Sex is still Megan’s muse, though she finds new ways to boast about pleasure. She raps “I be texting with a bi chick, we both freaky, just trying shit.” It’s a casually queer moment, and Megan raps like it’s just another hook-up.

The Houston rapper boasts about sex with the zeal of her horniest male peers, tilted to provide perspective from another gender. She demands head without promising anything further, looking to get slurped like an Icee. “Rich” is a sub-two minute slice of pimp rap in the vein of Megan’s idol Pimp C, but here she’s not even using men for their bodies, just their money. She loves a lot of zeroes but won’t tolerate losers. She’s a “rich bi**h with some rich friends / and if he buy it for me, he gotta buy it for them.”

For two-thirds of its brief runtime, Suga is Megan’s best release yet, perfectly balancing rap ability and pop craftsmanship. The EP stumbles in its last three songs by slathering the MC’s voice in unseemly Auto-Tune. What may have been an attempt to adapt to hip-hop’s mainstream instead just genericizes one of its most distinctive voices, and I mean that literally. Digitally forcing Megan’s voice into a melody on “Stop Playing” obscures the personality in her performance, though that may also stem from the plodding cadence borrowed from guest Gunna. The two rappers circle each other in the aquatic depths of the beat but never truly swim up next to each other, especially compared to the on-record chemistry Megan has shown with past collaborators like Moneybagg Yo, Maxo Kream, or Young Nudy.

The disappointment of Suga’s conclusion is compounded knowing that the beats come from bona fide legends, two from The Neptunes and one co-produced by Timbaland. The former’s choir chops on “Crying in the Car” sound like a rejected Chance The Rapper beat from 2016, unfortunately appropriate for Megan’s verses devoid of memorable imagery beyond the title. “What I Need,” produced by Timbaland and J Tabb, is just forgettable, a sex song that feels more perfunctory than pleasurable.

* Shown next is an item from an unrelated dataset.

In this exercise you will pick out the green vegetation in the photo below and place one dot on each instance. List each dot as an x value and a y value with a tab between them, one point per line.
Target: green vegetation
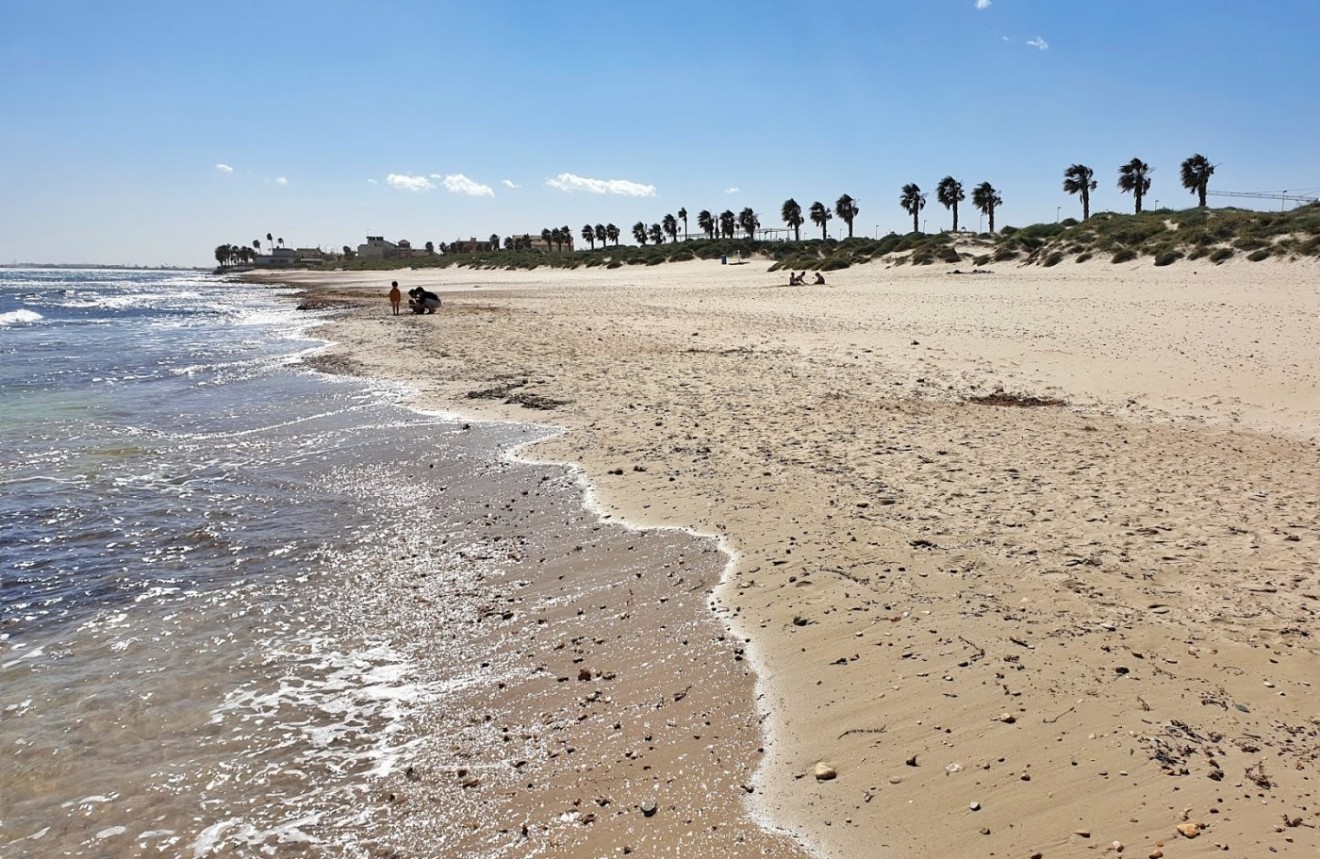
1166	236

Despite some missteps, Suga is a solid release from a developing artist. Nothing is certain given her current legal brouhaha, but her recent statements indicate that Suga is meant to be a mere prelude to her next release. (Supposedly her hallowed “debut album,” but that same term was also used for 2019’s Fever. If you put any extra gravitas behind record label product nomenclature, I have a SXSW ticket to sell you.) It’s possible that these songs will pale in comparison to the ones the rapper has saved for the next project.

Perhaps the EP’s mere release is the real victory. Even ignoring the particularities of Megan’s 1501 deal, the music industry has frequently signed talented female rappers to major label deals over the last decade, only to let them languish in purgatory between releases. It’s a troubling pattern that’s impacted Kamaiyah, Tink, Katie Got Bandz, DeJ Loaf, even a rap-adjacent pop singer like Tinashe. (Thankfully, all these artists have been able to resume releasing music through independence or new deals, but the years of silence feel like lost opportunity, especially compared to these artists’ more prolific male peers.) True to the world-conquering spirit of her music, it’s comforting to know that Megan Thee Stallion won’t be silenced.